Friday, June 8, 2018

HENRY'S CROSSROADS DORCHESTER COUNTY.


HENRY'S CROSSROADS

DORCHESTER COUNTY, MARYLAND
ON THE NANTICOKE RIVER

Henry's Crossroads if you don't mind mosquitoes and sheep flies, this is the perfect place to be. No condominiums, mini malls, or traffic jams, just blessed peace and quite in abundance.
Here, right in mid down town Henry's Crossroads, well off the beaten path, live Virginia and Tom Tyler. Now that's a Dorchester county name if ever there was one. They live in what the locals still call Crossroads Store, at the crossroads of Lewis Wharf Road , Elliotts IslandRoad and Drawbridge Road. Sometime in the 1970's they bought the store and an it for two years. It was not a money maker, just a convenience store for the locals, so it was closed. Even after it closed, people would stop, knock on the door, not knowing the century old place wasclosed up.
It was a typical country store, a gathering place for the men to gossip, play cards or checkers, tell their fibs and have a coke or two.
Just to drive by one will say this place is isolated and uninteresting. Looks are deceiving, that is not the case.

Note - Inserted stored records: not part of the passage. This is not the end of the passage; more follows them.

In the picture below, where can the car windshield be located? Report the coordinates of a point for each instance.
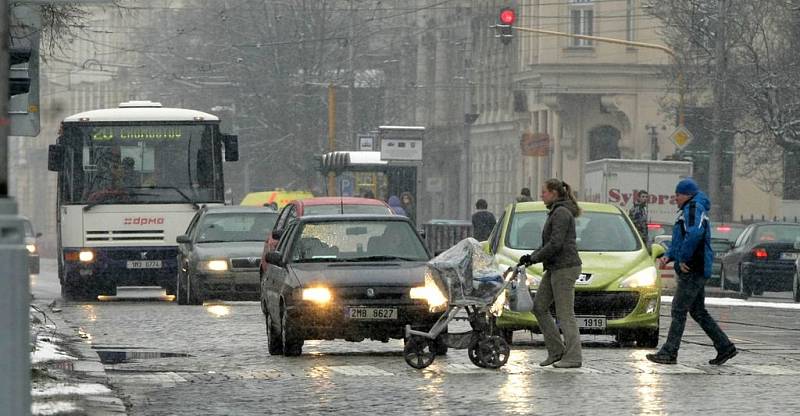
(345, 209)
(236, 226)
(778, 233)
(596, 231)
(727, 232)
(358, 241)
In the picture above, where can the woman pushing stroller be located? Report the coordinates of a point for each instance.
(559, 255)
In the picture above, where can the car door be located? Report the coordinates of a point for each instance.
(274, 283)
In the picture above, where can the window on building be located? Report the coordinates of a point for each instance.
(582, 20)
(630, 23)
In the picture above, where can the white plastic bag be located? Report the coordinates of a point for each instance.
(520, 299)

The patch of green grass across the road of the old store once held a boat building businessof Powell Horseman, another Dorchester county name if there ever was one. The building was not always a workshop, it was a church with tales of ghosts and a mysterious treasurer, the Wainwrights Church which held the best camp meetings with good Eastern Shorecooking.
Jesse Wainwright had the church built and gave it to the community in the mid 1800's as a gift. What makes this 'gift' so extraordinary is that everybody knew Waunwright was so
poor he almost starved to death. Wainwright lived a bit south in an 18th century brick house,
and the story goes that while digging his cellar larger he found a pot of gold coins. This
story has a source of historic fact, rumor or no. The fact was that a slave boy who did the
actual digging told the story to his father who told it many times at the Crossroads Store.
Then there is the ghost haunting the house and nearby Ghost Island who is seen with a wood
box. Is the ghost the real owner of the gold.
Anyway, Wainwright paid off his mortage, then sold the farm and moved away and
after WW II the church gave way, many service men did not return to the Crossroads but moved to better jobs. The church closed in 1946.
There now is the Crossroads Methodist Church , the only black church around and a brick home that was once a one room school house.
Henry's Crossroads got the name from the owner of Weston, John Henry, once a Maryland Governor.
Another story is that during the Civil War, southern sympathizers from Vienna,
loaded supplies at Lewis Wharf, brought to the wharf by horse and wagon, the horse hooves
wrapped with burlap bags to deaden the sound, and shipped to Confederates.
Maybe Wainwrights pot of gold was payment for that.